Lucroy also talked about how the drama in 2013 with Ryan Braun deeply affected his morale and that he lost “faith in baseball” as a whole.

“I still consider Braunie a friend,” Lucroy said. “But the way he tricked and lied to us wore me out. He made baseball about him and nothing else. I just don’t want to deal with anything like that again. Baseball isn’t fun anymore, and that’s one of the reasons why.”

Attanasio was caught completely off guard by Lucroy’s announcement, and despite pleading with him to remain a part of the organization, he said he respects Lucroy’s decision.

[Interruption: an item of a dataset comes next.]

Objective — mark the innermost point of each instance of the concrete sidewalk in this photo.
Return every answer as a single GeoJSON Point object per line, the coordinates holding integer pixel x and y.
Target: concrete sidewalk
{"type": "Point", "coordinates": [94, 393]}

“We are losing an All-Star and the best catcher in the game,” Attanasio said. “He cannot be replaced and there’s really nothing I can say to illustrate the value he has to our team. But when a player doesn’t enjoy coming to the ballpark every day, it’s time to call it quits. We wish nothing but the best for Jonathan.”

Brewers players weren’t immediately made available to the media, but a source close to the team said the spring training clubhouse was “quieter than a ghost town.”

Lucroy finished fourth in the National League MVP race in 2014, but his success wasn’t enough to make him stay.

“I want to spend time with my family and go hunting and fishing,” Lucroy said. “I’m looking forward to the next chapter of my life.”

When asked if he felt he was abandoning his teammates and putting the organization in a bad spot with such little time before the season commences, Lucroy acknowledged that to some, his actions may seem selfish.

“I mean, it’s selfish and it isn’t. I don’t want to play baseball anymore, so I would cause more harm to the Brewers than good by being on the roster.”

Melvin said backup catcher Martin Maldonado will take over as starting catcher, and discussions have already taken place about acquiring a backup.

Lucroy finishes his career with a .285 batting average, 59 home runs and 294 runs batted in.



April Fools, everybody. Be thankful Lucroy is here to stay.